Скоро, скоро домой, – было теперь ее самой счастливой и желанной мыслью. А по пути можно будет залететь к дочери в Киев, отдохнуть, развеяться, избавляясь от чувства вины и растерянности. То, что чувство вины и растерянности все же посетит ее, она знала, потому что невозможно было вычеркнуть из памяти и своих родителей, и своего детства, и своей молодости, и стольких лет жизни в небораковском гнездышке. После, там, в теплом приветном краю, потекут трудовые будни в закусочной с добродушным бормотанием посетителей, с плеском воды в моечной, с паром и жаром над плитой, – все это так прекрасно, что не выразить ни словами, ни как бы то ни было иначе. И все то тяжелое и беспокойное, что нагрузило ее голову и душу на родине, можно будет благополучно завуалировать привычными, но столь желанными хлопотами и заботами, а лучше бы – забыть, забыть. Или же как-нибудь хитро притвориться перед самой собой, что забылось, и продолжить жить обыкновенно. "Хочу просто жить, потому что век человеческий, извините, господа и товарищи, не безразмерный, как Сибирь", – подумалось ей раздраженно, но по-философски, потому что она была женщина разносторонняя и начитанная, несмотря на то, что муж ее всего-то шофер, а сама она просидела с полжизни в бухгалтерах.
3
Как-то, уже в августе, незадолго до отъезда старшего, братья спозаранку, еще до солнца, вышли на берег запруды порыбачить. Раньше как-то не получалось собраться: старший по пенсии хлопотал, у городской родни и у приятелей гостевал, а у младшего по маковку хватало дел по хозяйству; старший не отлынивал, если нужна была помощь – помогал младшему. Позовет Александр Ильич младшего на запруду, но тот ответит:
– Лета в Сибири – с гулькин нос, забыл, что ли? Нужно успеть до холодов уймищу чего перетолочь. Нижние венцы у бани давным-давно пора заменить. – И давай пригибать пальцы и перечислять, что еще надобно успеть до снега.
Одному, когда брат весь в делах, сидеть на берегу запруды Александру Ильичу было совестно.
Наконец-то, выбрались. Хотя несерьезно говорить "выбрались": далеко не надо идти – вышел через калитку в огороде, – и перед тобой рыбачье раздолье. Впрочем, не совсем, конечно, раздолье, но рыбка кое-какая водилась.

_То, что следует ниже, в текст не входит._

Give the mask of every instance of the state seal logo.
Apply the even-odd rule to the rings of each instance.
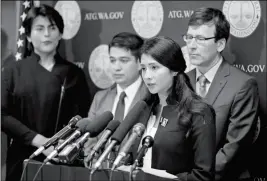
[[[106,89],[114,84],[109,69],[108,45],[96,47],[89,58],[88,71],[93,83],[100,89]]]
[[[251,35],[261,18],[259,1],[225,1],[223,13],[229,21],[230,33],[238,38]]]
[[[63,39],[73,38],[81,26],[81,10],[76,1],[58,1],[55,9],[64,21]]]
[[[151,38],[160,32],[163,17],[163,7],[160,1],[135,1],[132,6],[133,28],[143,38]]]

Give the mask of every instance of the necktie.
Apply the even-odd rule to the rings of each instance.
[[[125,92],[121,92],[117,108],[115,111],[114,120],[119,120],[119,121],[123,120],[124,110],[125,110],[125,103],[124,103],[125,96],[126,96]]]
[[[116,107],[114,120],[122,121],[124,118],[124,110],[125,110],[124,98],[125,98],[125,96],[126,96],[125,92],[121,92],[120,98],[119,98],[119,101],[118,101],[118,104]],[[117,145],[108,155],[107,168],[111,168],[112,163],[114,162],[115,158],[117,157],[118,151],[119,151],[119,146]]]
[[[198,77],[199,82],[199,95],[203,98],[205,98],[207,94],[207,83],[209,83],[209,80],[202,74]]]

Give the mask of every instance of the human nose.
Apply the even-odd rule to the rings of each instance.
[[[112,63],[112,67],[114,70],[119,71],[121,70],[121,64],[120,61],[115,61],[114,63]]]
[[[44,35],[45,36],[50,36],[50,29],[49,28],[45,28]]]
[[[192,38],[190,41],[187,42],[187,46],[189,48],[196,48],[197,47],[197,40],[196,38]]]
[[[146,69],[142,72],[144,79],[151,79],[152,78],[152,72],[149,69]]]

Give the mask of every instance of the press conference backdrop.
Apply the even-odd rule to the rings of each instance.
[[[265,1],[44,1],[64,18],[60,53],[86,73],[90,93],[109,87],[108,43],[123,31],[143,38],[165,35],[184,51],[192,69],[182,35],[190,15],[199,7],[221,9],[231,24],[224,57],[255,76],[261,107],[266,115],[266,2]]]
[[[194,67],[189,63],[182,35],[187,31],[190,15],[199,7],[221,9],[231,24],[231,36],[223,56],[257,78],[262,126],[266,127],[266,1],[40,2],[55,7],[63,16],[65,31],[60,54],[84,70],[92,99],[98,90],[113,84],[108,43],[115,34],[126,31],[145,39],[156,35],[174,39],[183,47],[188,71]],[[266,135],[266,129],[261,134],[264,132]]]

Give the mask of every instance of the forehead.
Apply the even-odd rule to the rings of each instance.
[[[200,25],[200,26],[189,26],[187,34],[191,35],[202,35],[202,36],[214,36],[215,35],[215,25]]]
[[[55,24],[55,22],[52,22],[53,24]],[[32,26],[38,26],[38,25],[43,25],[43,26],[49,26],[52,24],[49,19],[47,17],[44,16],[37,16],[33,22],[32,22]]]
[[[141,64],[146,65],[146,64],[159,64],[153,57],[147,54],[142,54],[141,56]]]
[[[132,57],[132,52],[120,47],[111,47],[109,50],[109,55],[111,57]]]

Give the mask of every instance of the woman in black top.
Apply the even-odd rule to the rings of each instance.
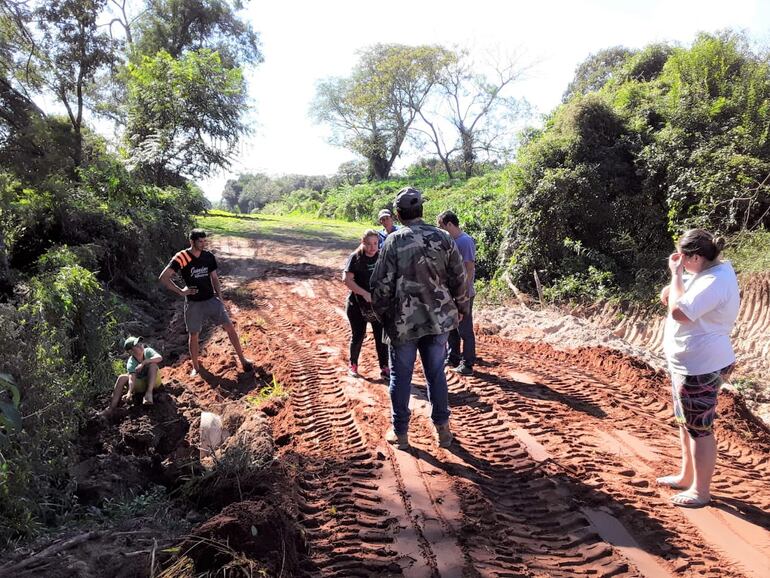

Расположились братья на вычерненных временем, но размашистых и еще крепких плахах мостка, забросили удочки в мутную болотисто-зеленую воду, дружно задымили папиросами. Шел карась, не крупный, но сбито-мясистый. Чуялась щука, но не клевала, – похоже, сытая была. А вот белобрюхих, пучеглазых пескаришек дергали одного за другим.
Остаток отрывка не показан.